Quase nos meados do século 20, quando tornou-se viável a prática da fotografia colorida pelo processo cromogênico, que persiste até hoje, o amarelo continuou marcando forte presença e impondo desafios. Foi a cor escolhida pela Kodak – esta indústria de nome tão estranho – para revestir toda a sua identidade visual. Tornou-se, porém, um dos pontos fracos dos filmes coloridos de uso disseminado na década de 1960, cuja instabilidade cromática colocou aquela fotografia em cheque.

Rejeitada por colecionadores e quase ausente das coleções públicas, foi em meio a uma crise aguda que, em 1976, o trabalho de William Eggleston começou a ganhar projeção internacional, a partir da célebre exposição no MOMA.

A questão da instabilidade dos corantes dos filmes e papéis fotográficos tornou-se pública e ganhou maior repercussão em 1980, quando o cineasta Martin Scorcese encabeçou uma petição e uma campanha pela preservação dos acervos de cinema colorido (produzidos a partir da década de 1950) e buscou persuadir a Kodak e a Fuji, maiores fabricantes, a desenvolverem corantes mais estáveis – o que estava em jogo, ali, era a permanência da imagem fotográfica e cinematográfica colorida.

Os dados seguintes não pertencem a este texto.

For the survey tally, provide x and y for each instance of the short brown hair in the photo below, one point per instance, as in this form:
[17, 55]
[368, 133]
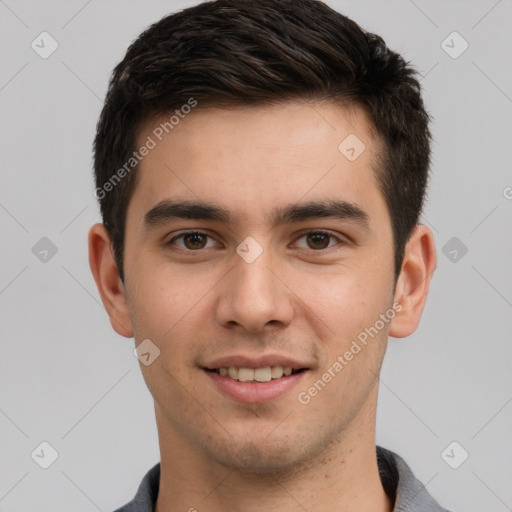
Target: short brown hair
[256, 52]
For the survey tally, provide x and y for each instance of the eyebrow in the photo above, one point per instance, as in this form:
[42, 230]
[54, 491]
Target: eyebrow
[168, 210]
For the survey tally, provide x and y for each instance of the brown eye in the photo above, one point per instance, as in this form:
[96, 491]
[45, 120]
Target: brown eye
[192, 241]
[319, 240]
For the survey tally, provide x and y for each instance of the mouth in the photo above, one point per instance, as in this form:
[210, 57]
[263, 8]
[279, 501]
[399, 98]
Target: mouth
[255, 375]
[255, 381]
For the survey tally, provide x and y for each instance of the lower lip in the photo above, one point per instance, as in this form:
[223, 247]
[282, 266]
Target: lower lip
[255, 392]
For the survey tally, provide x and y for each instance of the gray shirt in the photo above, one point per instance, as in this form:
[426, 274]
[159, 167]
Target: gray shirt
[407, 493]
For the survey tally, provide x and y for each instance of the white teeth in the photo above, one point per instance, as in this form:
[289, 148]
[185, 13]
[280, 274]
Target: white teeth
[245, 374]
[263, 374]
[255, 375]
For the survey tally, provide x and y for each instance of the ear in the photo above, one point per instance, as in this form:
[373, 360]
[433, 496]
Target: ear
[413, 282]
[106, 275]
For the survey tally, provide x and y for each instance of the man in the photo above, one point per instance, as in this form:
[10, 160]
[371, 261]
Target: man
[261, 168]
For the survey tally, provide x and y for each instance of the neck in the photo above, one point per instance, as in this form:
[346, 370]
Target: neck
[344, 475]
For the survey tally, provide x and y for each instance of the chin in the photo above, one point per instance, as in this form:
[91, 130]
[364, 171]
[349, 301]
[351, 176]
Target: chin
[260, 458]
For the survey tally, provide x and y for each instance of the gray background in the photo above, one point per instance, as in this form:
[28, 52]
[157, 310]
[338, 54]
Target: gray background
[68, 379]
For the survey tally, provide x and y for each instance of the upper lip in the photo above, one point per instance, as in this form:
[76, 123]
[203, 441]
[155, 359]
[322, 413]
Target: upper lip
[243, 361]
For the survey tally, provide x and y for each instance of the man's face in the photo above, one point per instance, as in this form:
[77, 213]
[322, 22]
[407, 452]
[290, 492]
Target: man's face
[290, 293]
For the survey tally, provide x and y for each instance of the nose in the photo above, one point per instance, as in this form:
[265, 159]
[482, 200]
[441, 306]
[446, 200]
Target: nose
[255, 296]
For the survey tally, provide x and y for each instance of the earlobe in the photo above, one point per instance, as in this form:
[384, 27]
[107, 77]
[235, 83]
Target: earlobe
[413, 282]
[106, 275]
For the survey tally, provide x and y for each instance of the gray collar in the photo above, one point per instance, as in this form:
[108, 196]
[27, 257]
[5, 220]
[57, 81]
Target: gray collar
[408, 493]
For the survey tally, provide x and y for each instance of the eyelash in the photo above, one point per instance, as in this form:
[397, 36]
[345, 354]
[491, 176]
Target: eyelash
[320, 232]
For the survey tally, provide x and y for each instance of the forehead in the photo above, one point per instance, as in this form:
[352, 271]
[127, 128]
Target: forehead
[253, 160]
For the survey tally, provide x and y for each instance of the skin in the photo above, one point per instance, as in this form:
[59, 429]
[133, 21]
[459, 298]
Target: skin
[219, 454]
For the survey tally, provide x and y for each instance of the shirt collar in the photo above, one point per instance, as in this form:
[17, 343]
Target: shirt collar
[408, 493]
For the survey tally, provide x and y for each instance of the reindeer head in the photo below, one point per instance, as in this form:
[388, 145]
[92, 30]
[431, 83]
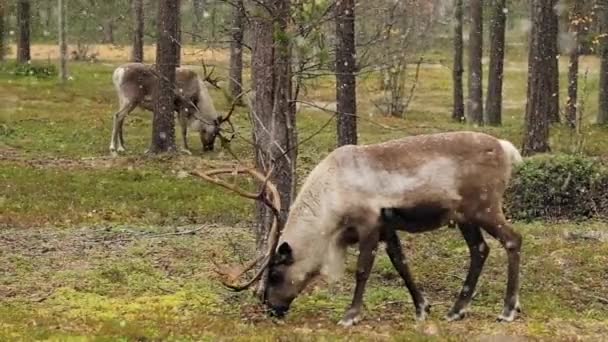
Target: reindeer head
[285, 279]
[211, 128]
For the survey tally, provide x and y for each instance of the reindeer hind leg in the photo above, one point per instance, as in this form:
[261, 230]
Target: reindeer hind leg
[478, 251]
[120, 118]
[395, 253]
[494, 222]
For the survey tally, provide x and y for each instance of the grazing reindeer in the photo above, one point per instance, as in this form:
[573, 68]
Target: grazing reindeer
[364, 194]
[135, 84]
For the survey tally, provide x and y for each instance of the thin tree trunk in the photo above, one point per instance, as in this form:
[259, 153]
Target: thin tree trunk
[48, 16]
[346, 67]
[108, 32]
[273, 114]
[236, 50]
[571, 104]
[63, 46]
[197, 8]
[3, 10]
[554, 66]
[536, 137]
[493, 112]
[458, 70]
[138, 32]
[475, 100]
[178, 35]
[602, 116]
[23, 21]
[163, 126]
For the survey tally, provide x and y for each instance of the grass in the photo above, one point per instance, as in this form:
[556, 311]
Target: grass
[88, 244]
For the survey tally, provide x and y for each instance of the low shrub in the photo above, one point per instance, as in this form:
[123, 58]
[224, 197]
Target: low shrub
[558, 187]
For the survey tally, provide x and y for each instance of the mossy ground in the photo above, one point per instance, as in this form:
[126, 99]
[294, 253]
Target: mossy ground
[90, 245]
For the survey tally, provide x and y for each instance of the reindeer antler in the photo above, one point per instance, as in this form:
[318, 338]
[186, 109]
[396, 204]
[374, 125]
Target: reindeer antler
[207, 75]
[268, 195]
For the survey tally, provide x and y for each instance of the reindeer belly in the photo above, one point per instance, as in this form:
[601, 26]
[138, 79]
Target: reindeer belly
[420, 218]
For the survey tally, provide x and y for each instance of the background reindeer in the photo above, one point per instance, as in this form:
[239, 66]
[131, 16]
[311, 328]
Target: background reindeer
[363, 194]
[135, 84]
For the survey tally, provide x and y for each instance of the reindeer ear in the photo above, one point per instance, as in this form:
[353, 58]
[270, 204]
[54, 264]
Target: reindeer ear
[284, 254]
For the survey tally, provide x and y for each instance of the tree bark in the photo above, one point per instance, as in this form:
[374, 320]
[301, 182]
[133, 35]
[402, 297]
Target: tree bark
[236, 50]
[552, 47]
[602, 116]
[23, 21]
[138, 31]
[3, 10]
[458, 70]
[63, 46]
[178, 35]
[48, 16]
[108, 31]
[571, 104]
[163, 126]
[346, 68]
[493, 112]
[197, 9]
[273, 114]
[475, 100]
[536, 137]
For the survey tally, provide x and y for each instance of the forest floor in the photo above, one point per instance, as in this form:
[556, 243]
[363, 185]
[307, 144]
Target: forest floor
[102, 248]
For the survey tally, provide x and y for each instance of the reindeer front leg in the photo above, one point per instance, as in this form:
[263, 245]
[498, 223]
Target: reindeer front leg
[479, 251]
[367, 254]
[183, 123]
[395, 253]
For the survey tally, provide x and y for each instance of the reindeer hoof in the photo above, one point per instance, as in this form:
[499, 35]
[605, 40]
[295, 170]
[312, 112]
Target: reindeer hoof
[508, 315]
[422, 311]
[455, 316]
[350, 318]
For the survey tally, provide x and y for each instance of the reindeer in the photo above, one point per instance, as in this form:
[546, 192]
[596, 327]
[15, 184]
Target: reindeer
[135, 84]
[364, 194]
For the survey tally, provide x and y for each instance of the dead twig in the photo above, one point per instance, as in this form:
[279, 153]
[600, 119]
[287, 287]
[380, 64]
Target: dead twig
[155, 236]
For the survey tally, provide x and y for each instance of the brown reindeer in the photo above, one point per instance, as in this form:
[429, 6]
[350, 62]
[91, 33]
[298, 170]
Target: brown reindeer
[135, 84]
[364, 194]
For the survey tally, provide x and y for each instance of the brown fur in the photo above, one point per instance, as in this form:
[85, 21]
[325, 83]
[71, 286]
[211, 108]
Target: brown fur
[429, 181]
[136, 85]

Mas Eggleston, bem assessorado, já havia optado pelas cópias produzidas pelo processo denominado “dye transfer”, introduzido na década de 1940, onde as cores do negativo ou diapositivo original eram “impressas separadamente. Essa tecnologia, já quase em extinção àquela época, proporcionava um excepcional controle sobre as camadas (assim como no Photoshop atual) e o resultado eram imagens incrivelmente fortes e expressivas, como agradava ao artista. Algo assim como se vê nesta imagem, onde o amarelo nos arrebata. Mas cumpre registrar que o amarelo era o corante mais instável desse processo, quando exposto à luz e que, na presente exposição, podemos apreciá-lo em uma impressão a jato de tinta (de 2007) à base de pigmentos minerais, bem mais estáveis e que nos remete às suas célebres cópias de quarenta anos atrás.

À primeira vista, uma figura feminina vestida de amarelo, contrastando com o fundo da imagem. Imponente retrato, documento etnográfico onde muitos aspectos de dois mundos, figura e fundo, tornam-se imbricados – o toldo branco e vermelho, assim como o ar condicionado, as esquadrias, o canteiro de tijolos com seu verde e o piso rústico; aquele corte de cabelo, o vestido amarelo de um tecido curioso e desenho curioso, a bolsa Chanel e o impecável par de sapatos…

Se, por um lado, amarelar é perder o viço ou a coragem, por outro é tornar maduro. Madura tornou-se a fotografia de Eggleston, sem jamais envelhecer. Ainda hoje, um grande trabalho fotográfico, capaz de evocar tanta história, como nesta imagem-síntese. E de convencer-nos, mais uma vez, do quanto a cor, na sua fotografia, é essencial. Sem ela, nada, ali, faria sentido. E por isso é tão importante mirá-la e admirá-la.///

 

Joaquim Marçal Ferreira de Andrade é pesquisador da Divisão de Iconografia da Biblioteca Nacional, mestre em design pela PUC/Rio, doutor em História Social pelo IFCS/UFRJ e professor de fotografia na PUC/Rio. É autor de História da fotorreportagem no Brasil: A fotografia na imprensa do Rio de Janeiro de 1839 a 1900.